News Flash

Health - Public Health News

Posted on: August 3, 2022

Health Department Investigating First Monkeypox Virus Case in Whatcom County

On Monday we sent you a message that Whatcom County could see our first case of monkeypox virus (MPV) very soon, and now we can confirm that a Whatcom County resident has a confirmed case of MPV. 

A person in their 50s tested positive yesterday (Tuesday, Aug. 2). This person was not hospitalized and is isolating at home. 

The first cases in Washington were linked to international travel. Whatcom County’s first case appears to be linked to exposure in King County. We are working to identify anyone who may be a close contact of our first case. We have a limited amount of vaccine on hand to administer to any high priority close contacts of the infected person.

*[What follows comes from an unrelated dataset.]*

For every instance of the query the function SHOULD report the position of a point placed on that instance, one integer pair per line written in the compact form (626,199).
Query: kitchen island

“It is important for people to know that risk to the general public remains low,” said Amy Harley, Co-Health Officer for the Whatcom County Health Department. “We have been preparing for the possibility of MPV in Whatcom County for the last few months. The US has successfully controlled outbreaks of MPV in the past. This virus is not spread as easily as COVID-19 and we already have vaccines and treatments available.” 


MPV causes a rash that looks like bumps, sores, blisters or ulcers. Some people also have flu-like symptoms. 

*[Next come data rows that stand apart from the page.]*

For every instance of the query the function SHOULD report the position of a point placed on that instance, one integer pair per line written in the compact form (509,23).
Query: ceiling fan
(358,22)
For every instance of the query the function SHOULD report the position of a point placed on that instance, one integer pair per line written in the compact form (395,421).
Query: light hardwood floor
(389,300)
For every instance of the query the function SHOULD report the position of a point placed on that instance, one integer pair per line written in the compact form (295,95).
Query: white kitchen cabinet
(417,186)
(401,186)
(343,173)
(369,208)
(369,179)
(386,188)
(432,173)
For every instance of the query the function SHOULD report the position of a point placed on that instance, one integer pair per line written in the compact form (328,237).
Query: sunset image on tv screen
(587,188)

MPV is a viral disease not often seen in the United States. For most people, the risk of serious illness is also low. No one in the U.S. has died in the current outbreak. However, the disease can be serious, especially for children, people who are immunocompromised, or pregnant. 

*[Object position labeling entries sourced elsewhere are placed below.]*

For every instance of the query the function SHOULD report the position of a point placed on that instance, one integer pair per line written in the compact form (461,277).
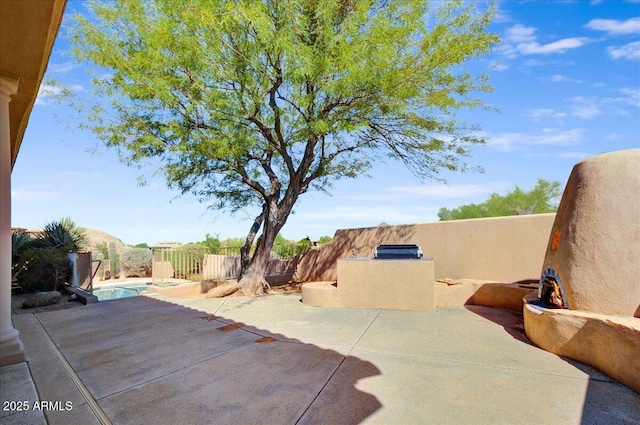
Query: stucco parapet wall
(608,343)
(503,249)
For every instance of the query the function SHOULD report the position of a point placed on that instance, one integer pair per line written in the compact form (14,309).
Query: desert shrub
(136,262)
(64,234)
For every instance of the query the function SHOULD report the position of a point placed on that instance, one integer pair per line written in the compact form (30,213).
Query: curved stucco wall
(597,232)
(505,249)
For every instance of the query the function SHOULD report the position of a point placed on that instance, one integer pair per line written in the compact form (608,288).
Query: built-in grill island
(397,252)
(398,277)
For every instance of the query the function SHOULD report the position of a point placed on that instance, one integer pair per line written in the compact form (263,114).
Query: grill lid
(398,251)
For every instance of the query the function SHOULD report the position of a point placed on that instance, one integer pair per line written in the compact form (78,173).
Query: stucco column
(11,349)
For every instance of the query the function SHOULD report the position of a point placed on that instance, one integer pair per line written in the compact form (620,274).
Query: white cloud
(565,155)
(536,114)
(356,216)
(630,96)
(585,108)
(629,51)
(548,136)
(18,195)
(521,40)
(615,27)
(564,79)
(560,46)
(519,34)
(47,91)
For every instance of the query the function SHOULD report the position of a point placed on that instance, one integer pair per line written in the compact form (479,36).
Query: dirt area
(287,288)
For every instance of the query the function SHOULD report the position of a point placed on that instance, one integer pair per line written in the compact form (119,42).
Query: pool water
(120,291)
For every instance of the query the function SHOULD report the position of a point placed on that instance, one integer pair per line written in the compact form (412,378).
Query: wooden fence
(171,265)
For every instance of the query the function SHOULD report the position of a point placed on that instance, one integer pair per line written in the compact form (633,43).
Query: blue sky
(566,83)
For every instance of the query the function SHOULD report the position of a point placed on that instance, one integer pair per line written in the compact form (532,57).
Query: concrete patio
(273,360)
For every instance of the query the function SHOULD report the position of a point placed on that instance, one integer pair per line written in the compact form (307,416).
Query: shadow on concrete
(511,321)
(146,360)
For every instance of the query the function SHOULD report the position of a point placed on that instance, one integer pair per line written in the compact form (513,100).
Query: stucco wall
(505,249)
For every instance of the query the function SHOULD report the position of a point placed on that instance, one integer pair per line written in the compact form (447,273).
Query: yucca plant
(64,234)
(19,241)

Anyone can get MPV. The virus spreads during close, physical contact with: 

  • MPV rash, sores or scabs.
  • Objects, fabrics or surfaces a person with MPV used.
  • Respiratory droplets or oral fluids from a person with MPV.
  • MPV can spread as soon as symptoms start until all sores heal and a fresh layer of skin forms. This can be several weeks.

It can take up to three weeks from the date of exposure before someone develops symptoms, although in most cases symptoms develop within 7-14 days. 


If you have a painful new rash, sores, or other symptoms:

  • Avoid sex or intimate contact.
  • Work with the WCHD to identify and reach out to contacts who may have been exposed and could be eligible for vaccine to prevent illness.
  • See your healthcare provider. Remind them MPV may be circulating in the community.
  • There are antiviral treatments available to those who have severe disease


Men who have sex with men may be at higher risk because the virus is spreading in these communities.